Hilarious. In what other effectiveness calculation are you allowed to throw away the period of time the result is going against you?
To what extent is vax merely front-loading infections into the initial 14-day period which is then excluded from calculations?
There have been numerous papers published showing how well the vaccines protect people after the second dose. Some of this effect is an illusion. The effect happens as a result of inaccurate measuring and a phenomenon called survivorship bias.
Survivorship bias happens when a group is compared at two time points, but the members of the group change between the time points. [Those who get infected within the first two weeks after injection for some reason do not count.] It would be like assessing the quality of a swimming school which favours the technique of throwing people into the middle of the ocean, leaving them for a couple of hours and claiming credit for how well the remaining students can swim. After two hours, the only people left would be the ones who could already swim and possibly a few who learnt to swim the hard way! The poor souls who drowned in the interim don’t even make the count. Attributing the remaining people’s swimming ability to the coach who turned up 2 hours later would obviously give a very misleading picture. Pointing out that no-one drowned in later lessons would be equally misleading in determining the success of the ‘teaching technique’.
With covid vaccination there is a two week period after vaccination that is not included in the data. The rationale given for this is that vaccines take a while to induce antibodies and therefore the first two weeks’ data are not relevant. Obviously this is flawed. What if the vaccines have deleterious effects that are visible straightaway, that have nothing to do with antibody production? An example is the high rate of shingles seen after covid vaccination, suggesting there is a problem with viral reactivation. This may explain why Sars-CoV-2 infection rates are actually higher in the vaccinated than in the unvaccinated in the first two weeks after vaccination.

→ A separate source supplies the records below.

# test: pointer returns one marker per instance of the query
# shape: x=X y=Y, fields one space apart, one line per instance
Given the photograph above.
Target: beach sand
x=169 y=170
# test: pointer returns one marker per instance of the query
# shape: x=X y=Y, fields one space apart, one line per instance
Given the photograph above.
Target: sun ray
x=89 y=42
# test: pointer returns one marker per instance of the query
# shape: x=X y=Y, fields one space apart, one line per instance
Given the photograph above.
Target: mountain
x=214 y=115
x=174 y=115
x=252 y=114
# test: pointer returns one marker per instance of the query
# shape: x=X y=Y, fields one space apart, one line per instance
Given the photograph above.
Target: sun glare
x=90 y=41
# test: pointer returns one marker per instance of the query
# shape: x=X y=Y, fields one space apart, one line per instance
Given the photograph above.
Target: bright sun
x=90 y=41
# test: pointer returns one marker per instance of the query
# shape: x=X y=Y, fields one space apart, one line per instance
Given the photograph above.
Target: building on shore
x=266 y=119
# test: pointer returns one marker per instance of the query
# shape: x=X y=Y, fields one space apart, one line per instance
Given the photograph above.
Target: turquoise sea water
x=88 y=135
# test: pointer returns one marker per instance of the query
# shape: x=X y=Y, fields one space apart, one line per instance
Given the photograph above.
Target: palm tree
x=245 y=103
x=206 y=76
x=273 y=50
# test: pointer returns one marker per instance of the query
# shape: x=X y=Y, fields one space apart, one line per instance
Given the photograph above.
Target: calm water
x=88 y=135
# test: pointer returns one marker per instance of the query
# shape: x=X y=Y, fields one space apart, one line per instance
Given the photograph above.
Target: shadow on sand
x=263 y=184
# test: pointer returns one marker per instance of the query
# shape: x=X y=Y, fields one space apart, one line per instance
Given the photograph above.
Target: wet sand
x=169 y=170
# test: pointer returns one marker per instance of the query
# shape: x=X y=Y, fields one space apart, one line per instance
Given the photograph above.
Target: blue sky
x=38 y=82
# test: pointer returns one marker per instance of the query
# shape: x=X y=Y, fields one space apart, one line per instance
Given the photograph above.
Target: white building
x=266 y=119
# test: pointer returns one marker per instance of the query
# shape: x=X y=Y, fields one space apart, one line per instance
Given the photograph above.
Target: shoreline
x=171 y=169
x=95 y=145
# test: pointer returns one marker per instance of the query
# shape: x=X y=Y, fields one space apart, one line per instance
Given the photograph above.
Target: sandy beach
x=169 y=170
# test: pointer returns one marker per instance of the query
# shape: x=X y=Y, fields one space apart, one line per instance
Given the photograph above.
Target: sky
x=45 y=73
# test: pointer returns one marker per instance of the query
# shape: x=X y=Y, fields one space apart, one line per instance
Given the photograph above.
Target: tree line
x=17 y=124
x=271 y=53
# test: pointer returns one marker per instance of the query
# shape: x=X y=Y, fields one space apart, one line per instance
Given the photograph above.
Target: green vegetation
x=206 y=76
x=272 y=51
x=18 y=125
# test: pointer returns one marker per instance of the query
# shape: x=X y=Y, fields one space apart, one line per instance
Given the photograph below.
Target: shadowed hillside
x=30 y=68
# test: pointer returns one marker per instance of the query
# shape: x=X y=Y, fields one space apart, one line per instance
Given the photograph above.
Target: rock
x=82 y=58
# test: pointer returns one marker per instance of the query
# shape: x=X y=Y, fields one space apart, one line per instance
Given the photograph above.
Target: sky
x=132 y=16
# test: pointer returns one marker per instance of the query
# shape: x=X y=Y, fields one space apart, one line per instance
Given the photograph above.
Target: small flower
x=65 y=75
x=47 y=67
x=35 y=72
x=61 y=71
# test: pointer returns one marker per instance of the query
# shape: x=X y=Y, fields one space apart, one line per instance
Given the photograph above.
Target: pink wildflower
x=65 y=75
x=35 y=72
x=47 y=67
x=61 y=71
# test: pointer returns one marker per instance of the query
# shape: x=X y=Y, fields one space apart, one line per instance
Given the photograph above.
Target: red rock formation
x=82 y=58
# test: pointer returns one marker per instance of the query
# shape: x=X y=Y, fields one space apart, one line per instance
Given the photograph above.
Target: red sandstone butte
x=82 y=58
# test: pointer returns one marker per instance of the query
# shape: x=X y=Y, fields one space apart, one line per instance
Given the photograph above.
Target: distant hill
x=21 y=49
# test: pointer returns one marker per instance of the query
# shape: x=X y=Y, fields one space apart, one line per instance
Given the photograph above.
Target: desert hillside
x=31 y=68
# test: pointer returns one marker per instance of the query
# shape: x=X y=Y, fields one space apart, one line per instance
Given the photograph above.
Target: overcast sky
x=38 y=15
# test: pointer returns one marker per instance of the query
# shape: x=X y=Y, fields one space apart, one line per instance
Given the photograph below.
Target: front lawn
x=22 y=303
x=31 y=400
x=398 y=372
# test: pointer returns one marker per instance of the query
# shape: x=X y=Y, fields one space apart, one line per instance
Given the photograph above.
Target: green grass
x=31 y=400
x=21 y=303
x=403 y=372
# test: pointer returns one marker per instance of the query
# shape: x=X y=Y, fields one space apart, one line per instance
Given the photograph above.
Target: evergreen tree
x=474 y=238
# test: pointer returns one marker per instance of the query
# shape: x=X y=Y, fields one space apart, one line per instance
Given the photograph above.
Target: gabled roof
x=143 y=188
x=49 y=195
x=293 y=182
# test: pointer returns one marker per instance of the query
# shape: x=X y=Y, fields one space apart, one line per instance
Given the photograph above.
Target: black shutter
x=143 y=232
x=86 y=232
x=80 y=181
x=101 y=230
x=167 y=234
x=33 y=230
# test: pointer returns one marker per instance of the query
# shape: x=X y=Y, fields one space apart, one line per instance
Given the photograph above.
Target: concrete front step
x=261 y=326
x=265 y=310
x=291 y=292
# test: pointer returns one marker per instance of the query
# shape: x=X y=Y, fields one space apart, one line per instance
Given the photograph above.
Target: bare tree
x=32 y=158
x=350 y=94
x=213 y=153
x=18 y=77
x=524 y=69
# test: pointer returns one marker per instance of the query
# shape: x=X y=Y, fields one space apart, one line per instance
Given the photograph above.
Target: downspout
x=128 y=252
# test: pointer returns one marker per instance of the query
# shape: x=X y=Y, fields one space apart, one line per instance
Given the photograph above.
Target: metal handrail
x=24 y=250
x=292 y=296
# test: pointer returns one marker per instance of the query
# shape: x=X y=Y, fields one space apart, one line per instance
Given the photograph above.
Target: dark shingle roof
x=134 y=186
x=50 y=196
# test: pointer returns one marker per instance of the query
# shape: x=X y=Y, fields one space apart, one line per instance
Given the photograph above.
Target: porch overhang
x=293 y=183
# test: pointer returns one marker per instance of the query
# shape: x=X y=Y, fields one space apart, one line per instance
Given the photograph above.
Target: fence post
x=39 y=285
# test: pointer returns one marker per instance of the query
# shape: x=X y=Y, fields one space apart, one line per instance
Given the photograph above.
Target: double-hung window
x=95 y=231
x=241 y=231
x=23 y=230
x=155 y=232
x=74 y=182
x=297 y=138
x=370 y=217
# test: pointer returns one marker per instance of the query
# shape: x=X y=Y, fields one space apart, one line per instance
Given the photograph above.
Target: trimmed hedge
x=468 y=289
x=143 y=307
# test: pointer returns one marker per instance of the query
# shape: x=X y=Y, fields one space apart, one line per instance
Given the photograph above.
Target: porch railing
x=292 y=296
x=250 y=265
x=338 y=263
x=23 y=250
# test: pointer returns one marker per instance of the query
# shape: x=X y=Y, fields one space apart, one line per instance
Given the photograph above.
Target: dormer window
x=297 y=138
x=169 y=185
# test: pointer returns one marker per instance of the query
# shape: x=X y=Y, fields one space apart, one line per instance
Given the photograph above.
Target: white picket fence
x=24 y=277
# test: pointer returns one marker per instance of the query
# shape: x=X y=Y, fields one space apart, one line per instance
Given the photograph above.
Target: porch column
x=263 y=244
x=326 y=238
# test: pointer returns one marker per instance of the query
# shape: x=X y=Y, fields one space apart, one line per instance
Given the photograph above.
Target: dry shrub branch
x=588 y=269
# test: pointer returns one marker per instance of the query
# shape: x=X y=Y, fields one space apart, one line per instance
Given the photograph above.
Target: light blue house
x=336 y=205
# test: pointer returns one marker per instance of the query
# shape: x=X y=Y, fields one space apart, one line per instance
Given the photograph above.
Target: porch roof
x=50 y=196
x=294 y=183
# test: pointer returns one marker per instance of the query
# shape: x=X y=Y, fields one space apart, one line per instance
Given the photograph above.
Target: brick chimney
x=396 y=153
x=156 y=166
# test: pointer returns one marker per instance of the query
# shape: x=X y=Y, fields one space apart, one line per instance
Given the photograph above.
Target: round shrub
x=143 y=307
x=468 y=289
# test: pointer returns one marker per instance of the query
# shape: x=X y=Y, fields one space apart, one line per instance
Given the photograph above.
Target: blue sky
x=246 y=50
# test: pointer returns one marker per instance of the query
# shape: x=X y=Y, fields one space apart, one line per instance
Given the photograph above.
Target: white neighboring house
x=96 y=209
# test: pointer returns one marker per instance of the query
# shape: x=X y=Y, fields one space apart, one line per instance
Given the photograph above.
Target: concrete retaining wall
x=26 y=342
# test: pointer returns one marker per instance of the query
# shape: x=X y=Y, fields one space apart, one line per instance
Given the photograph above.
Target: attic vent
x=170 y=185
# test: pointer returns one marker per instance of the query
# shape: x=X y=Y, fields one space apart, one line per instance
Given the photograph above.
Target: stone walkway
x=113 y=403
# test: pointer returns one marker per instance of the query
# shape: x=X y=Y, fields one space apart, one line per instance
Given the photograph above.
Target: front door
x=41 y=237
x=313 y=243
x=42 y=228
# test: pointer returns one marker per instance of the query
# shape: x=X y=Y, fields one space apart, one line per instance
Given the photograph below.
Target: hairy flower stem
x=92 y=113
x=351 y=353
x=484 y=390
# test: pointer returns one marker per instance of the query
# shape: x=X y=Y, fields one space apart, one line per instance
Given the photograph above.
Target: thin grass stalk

The effect of eliminating the first two weeks is a misleading data bias. If people become infected and are dying during that period, this needs to be included. [Especially since we know for a fact that infection rates shoot up during this period.] The possibility that the vaccine itself may exert an effect on infection rate cannot be overlooked and the entire dataset needs to be included in order to accurately assess effectiveness. By only measuring the period after the higher risk of infection (0-14 days) it is possible to be deceived. Any signal would be missed.